During failover, writes that were acknowledged by the old leader but not yet replicated may be lost. In PostgreSQL with asynchronous replication, the primary can acknowledge a commit and crash before the WAL record reaches the replica. The new primary does not have that transaction.

-- Concept: synchronous replication to prevent data loss during failover
-- Trade availability for consistency

-- On the primary:
ALTER SYSTEM SET synchronous_standby_names = 'replica1';
ALTER SYSTEM SET synchronous_commit = 'remote_apply';

-- synchronous_commit = remote_apply means:
-- The primary waits until the replica has APPLIED the WAL record
-- before returning success to the client.
-- Failover to the replica loses zero transactions.
-- Cost: every write is as slow as the replica's apply latency.
-- If the replica is 1ms away (same rack), the cost is +1ms per commit.
-- If the replica is 50ms away (different region), every commit takes +50ms.

The Decision Rule

Use asynchronous replication (PostgreSQL default, Kafka with acks=1) when availability matters more than zero-data-loss guarantees. Accept that failover may lose the most recent writes (bounded by the replication lag). This is appropriate for the logistics platform’s package tracking events, where the scanner device retries on failure.

Use synchronous replication (PostgreSQL with synchronous_commit = remote_apply, Kafka with acks=all) when losing a committed write is unacceptable. Inventory decrements, financial transactions, order confirmations. Accept the latency cost of waiting for the replica.

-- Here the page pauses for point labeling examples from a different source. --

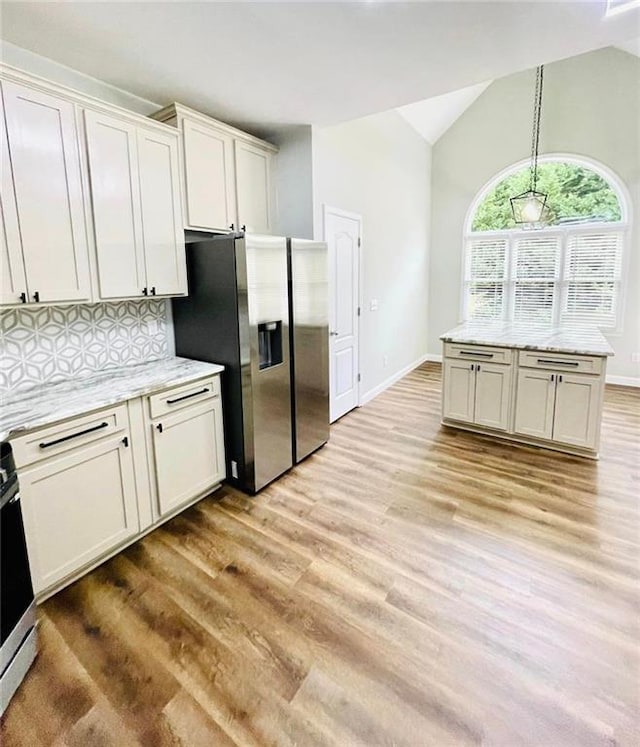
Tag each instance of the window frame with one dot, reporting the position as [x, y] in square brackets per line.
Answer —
[564, 232]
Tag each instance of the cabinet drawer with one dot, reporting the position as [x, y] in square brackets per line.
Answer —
[478, 353]
[174, 399]
[62, 437]
[560, 362]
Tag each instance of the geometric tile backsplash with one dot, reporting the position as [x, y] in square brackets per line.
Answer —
[52, 343]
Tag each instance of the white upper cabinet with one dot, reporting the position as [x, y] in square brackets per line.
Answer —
[13, 283]
[253, 187]
[113, 164]
[133, 174]
[163, 231]
[47, 199]
[227, 174]
[209, 186]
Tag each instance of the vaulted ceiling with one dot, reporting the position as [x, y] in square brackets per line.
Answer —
[308, 62]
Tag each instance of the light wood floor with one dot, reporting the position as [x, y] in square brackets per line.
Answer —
[407, 585]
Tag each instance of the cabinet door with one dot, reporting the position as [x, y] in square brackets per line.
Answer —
[577, 409]
[12, 278]
[76, 508]
[113, 176]
[253, 187]
[189, 454]
[162, 225]
[45, 158]
[493, 395]
[459, 391]
[534, 403]
[209, 177]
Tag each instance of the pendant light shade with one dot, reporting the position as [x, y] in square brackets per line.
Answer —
[530, 208]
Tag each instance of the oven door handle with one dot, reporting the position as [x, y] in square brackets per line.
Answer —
[11, 496]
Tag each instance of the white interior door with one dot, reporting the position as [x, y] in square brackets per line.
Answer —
[342, 233]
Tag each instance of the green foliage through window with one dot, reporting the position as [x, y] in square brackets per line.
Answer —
[575, 195]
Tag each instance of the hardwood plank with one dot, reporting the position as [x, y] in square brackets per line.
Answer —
[407, 584]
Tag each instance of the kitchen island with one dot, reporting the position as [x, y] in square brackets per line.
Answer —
[538, 386]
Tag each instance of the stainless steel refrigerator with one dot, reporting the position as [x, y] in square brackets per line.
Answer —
[259, 305]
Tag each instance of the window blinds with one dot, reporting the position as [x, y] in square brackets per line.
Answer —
[536, 263]
[592, 278]
[485, 276]
[568, 278]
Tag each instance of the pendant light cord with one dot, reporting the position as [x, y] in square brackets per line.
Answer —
[535, 137]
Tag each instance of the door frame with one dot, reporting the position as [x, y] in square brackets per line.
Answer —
[340, 213]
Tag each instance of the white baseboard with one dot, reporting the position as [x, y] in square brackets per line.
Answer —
[368, 396]
[623, 380]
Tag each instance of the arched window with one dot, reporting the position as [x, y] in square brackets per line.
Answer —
[566, 274]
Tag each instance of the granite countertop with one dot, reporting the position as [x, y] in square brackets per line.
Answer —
[586, 341]
[49, 403]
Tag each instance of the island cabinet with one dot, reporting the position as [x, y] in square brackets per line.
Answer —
[227, 174]
[555, 404]
[551, 399]
[92, 484]
[477, 385]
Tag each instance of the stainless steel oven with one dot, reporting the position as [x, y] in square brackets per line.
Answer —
[17, 607]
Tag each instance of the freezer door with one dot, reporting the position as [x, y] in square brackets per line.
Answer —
[270, 388]
[310, 344]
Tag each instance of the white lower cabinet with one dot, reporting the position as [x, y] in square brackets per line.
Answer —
[188, 453]
[87, 483]
[77, 507]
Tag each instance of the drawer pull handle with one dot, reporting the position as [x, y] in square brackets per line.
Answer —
[187, 396]
[46, 444]
[558, 363]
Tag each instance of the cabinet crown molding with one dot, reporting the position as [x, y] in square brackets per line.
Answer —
[179, 112]
[9, 73]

The append-only log from Chapter 1 is the replication protocol. PostgreSQL ships WAL records. Kafka replicates partition log segments. The log is what travels over the network. The index, the B-Tree, the SSTable, these are local data structures rebuilt from the log on each replica. The log is the source of truth. Replication is log shipping. Everything covered in Chapters 1 through 3 culminates here.